La política no es para los buenos. Pese a que me lleva tres años, lo supe primero, aunque tal vez me estoy apurando y él, incluso hoy, no lo sepa. Dice que en La Moneda pudo ver lo que desde otro ángulo, salvo, quizá Valparaíso, no se aprecia. Pequeñeces y vanidades, tiempos muertos, políticos-pyme cuyo negocio es salir elegidos y ganar plata. Se va. Lo hace desilusionado de lo que vio en cada esquina pero no por eso, no, contra eso podría haber luchado, dice. Se va porque ya cumplió, porque su única vocación no es la política, porque lo tenía decidido hace mucho, porque le toca a otros, porque lo hubiera hecho igual aunque le hubieran entregado el gobierno a los propios, porque desprecia a los que se quedan atados, porque le da terror. Todo eso dice. Y también, que es definitivo y en paz porque así como Lagos mató el fantasma del socialismo, Piñera hizo desaparecer el del pinochetismo y de esa derecha momia preocupada de cuidar a la élite y a los empresarios o a los militares. Que quedó desordenado el sector, sí, claro, pero lo natural. Fíjate cómo estaba la Concertación cuando perdió el 2010.

Pero sobre todo se va del partido que vio nacer porque él venía de antes, de Unión Nacional, de la calle Ricardo Matte Pérez, donde había que disfrazar al partido de ‘movimiento’ para escapar de la dictadura y sus prohibiciones, donde iban algunos, pocos, a bosquejar un gobierno para Chile, a soñar desde ese presente gris donde mandaba Augusto el futuro libre, la presidencia que vendría.

Desde que ganaron la presidencia empezó a ocurrirle lo que para mí hubiera sido extraño que no le ocurriese.

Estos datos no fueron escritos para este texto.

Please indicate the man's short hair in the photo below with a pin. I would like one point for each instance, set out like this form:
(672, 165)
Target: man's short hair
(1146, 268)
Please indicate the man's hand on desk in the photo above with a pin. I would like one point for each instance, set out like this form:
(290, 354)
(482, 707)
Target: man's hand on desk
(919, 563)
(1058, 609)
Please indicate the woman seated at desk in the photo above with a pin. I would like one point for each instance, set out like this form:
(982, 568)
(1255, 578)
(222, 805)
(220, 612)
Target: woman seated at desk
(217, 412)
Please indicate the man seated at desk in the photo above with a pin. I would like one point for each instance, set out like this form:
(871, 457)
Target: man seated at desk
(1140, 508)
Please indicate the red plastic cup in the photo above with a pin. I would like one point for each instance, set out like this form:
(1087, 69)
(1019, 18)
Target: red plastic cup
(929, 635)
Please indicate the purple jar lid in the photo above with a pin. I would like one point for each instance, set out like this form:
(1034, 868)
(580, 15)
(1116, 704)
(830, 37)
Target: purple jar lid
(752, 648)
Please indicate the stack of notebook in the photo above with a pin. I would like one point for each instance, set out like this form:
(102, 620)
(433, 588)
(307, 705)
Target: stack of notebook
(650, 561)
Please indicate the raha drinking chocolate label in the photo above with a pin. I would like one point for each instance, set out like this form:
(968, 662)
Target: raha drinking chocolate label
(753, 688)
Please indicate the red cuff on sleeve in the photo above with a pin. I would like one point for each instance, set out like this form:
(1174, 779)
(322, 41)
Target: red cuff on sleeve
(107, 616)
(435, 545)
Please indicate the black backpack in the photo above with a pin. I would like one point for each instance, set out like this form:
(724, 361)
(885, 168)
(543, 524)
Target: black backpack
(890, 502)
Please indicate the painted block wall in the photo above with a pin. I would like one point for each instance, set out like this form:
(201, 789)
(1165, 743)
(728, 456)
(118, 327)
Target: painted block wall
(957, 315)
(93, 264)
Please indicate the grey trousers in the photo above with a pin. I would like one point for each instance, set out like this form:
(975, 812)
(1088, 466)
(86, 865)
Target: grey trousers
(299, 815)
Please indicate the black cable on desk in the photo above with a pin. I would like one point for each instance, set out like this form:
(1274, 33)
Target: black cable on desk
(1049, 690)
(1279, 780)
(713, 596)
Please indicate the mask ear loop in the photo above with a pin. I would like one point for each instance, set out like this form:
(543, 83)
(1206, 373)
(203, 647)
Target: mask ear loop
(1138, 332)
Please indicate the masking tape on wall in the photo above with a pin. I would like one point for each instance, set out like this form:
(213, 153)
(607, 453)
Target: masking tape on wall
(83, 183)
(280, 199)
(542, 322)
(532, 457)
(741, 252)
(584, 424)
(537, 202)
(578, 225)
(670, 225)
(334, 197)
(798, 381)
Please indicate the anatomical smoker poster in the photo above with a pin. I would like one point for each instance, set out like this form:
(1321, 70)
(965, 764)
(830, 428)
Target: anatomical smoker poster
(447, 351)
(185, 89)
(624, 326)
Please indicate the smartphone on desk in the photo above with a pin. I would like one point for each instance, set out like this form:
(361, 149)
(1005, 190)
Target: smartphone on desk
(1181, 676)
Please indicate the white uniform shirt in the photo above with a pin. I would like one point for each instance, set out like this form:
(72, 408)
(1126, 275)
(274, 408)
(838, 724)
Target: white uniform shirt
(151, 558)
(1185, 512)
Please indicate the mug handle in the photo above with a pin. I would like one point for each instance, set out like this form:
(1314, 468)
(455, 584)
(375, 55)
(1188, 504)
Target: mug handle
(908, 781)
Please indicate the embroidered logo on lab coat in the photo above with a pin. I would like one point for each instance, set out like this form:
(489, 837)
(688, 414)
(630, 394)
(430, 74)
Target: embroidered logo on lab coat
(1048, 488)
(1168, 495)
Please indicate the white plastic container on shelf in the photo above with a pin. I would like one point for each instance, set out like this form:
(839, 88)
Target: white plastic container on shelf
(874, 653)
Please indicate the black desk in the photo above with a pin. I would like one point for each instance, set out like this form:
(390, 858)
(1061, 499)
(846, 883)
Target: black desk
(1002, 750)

Incomodarse, de a poco pero persistentemente. Aburrirse. Enrabiarse. Frustrarse. Fueron las mezquindades, la pequeñez, me explica. La propia tribu atávicamente desesperada porque uno de los suyos había llegado a puerto.

Allamand, Ossandón y Larraín.

Allamand partió de inmediato: entre la primera y la segunda vuelta, cuando Rodrigo encauzaba una campaña que hervía a grados inéditos, se fue a subir un cerro. Y como si ese cerro nunca hubiera existido, hizo un berrinche cuando no lo nombraron ministro. Después lo llamaron y aceptó, por supuesto, feliz y callado mientras convino. Incluso de orgulloso partidario anduvo, por si ganaba la primaria que Longueira le ganó. Pero empezó de nuevo. Y muy pronto. No son los únicos, pero son los tres zainos a los que no sólo Rodrigo apunta. Se siente como si un amigo hubiera estado en peligro y ellos, que debieron y pudieron haberle tendido la mano, doblaron el codo. ¿Sabes la angustia de que no se muriera nadie con marchas de 200 mil personas en una calle? –me pregunta. Las mayores protestas desde el año 73 y ningún muerto en esas marchas, ninguno.

Rodrigo es el latino de esta familia nuestra de inmigrantes pobres, rusos y alemanes, donde hasta hoy casi no se habla. Venimos de los pogroms, comíamos pepinos en agua porque no alcanzaba para el vinagre, tuvimos un almacén en Nueva Imperial, un tío en un kibutz en Israel, otro preso en la isla Dawson, un padre socialista en Concepción y compañero del compañero Allende en Medicina y una madre que lloró de alegría con el golpe.

Creo que la casa de Padre Hurtado es hoy un restorán.

Éramos unos niños cuando Espina hacía sonar el teléfono color crema y sin botones del pasillo.

Me contaron que en el verano, hermanito, estuviste riéndote y cantando desnúdate de Cocciante en un karaoke cerca de la playa, en el norte. ¿Puede ser tu nuevo principio?

*Periodista y hermana del ex ministro Rodrigo Hinzpeter.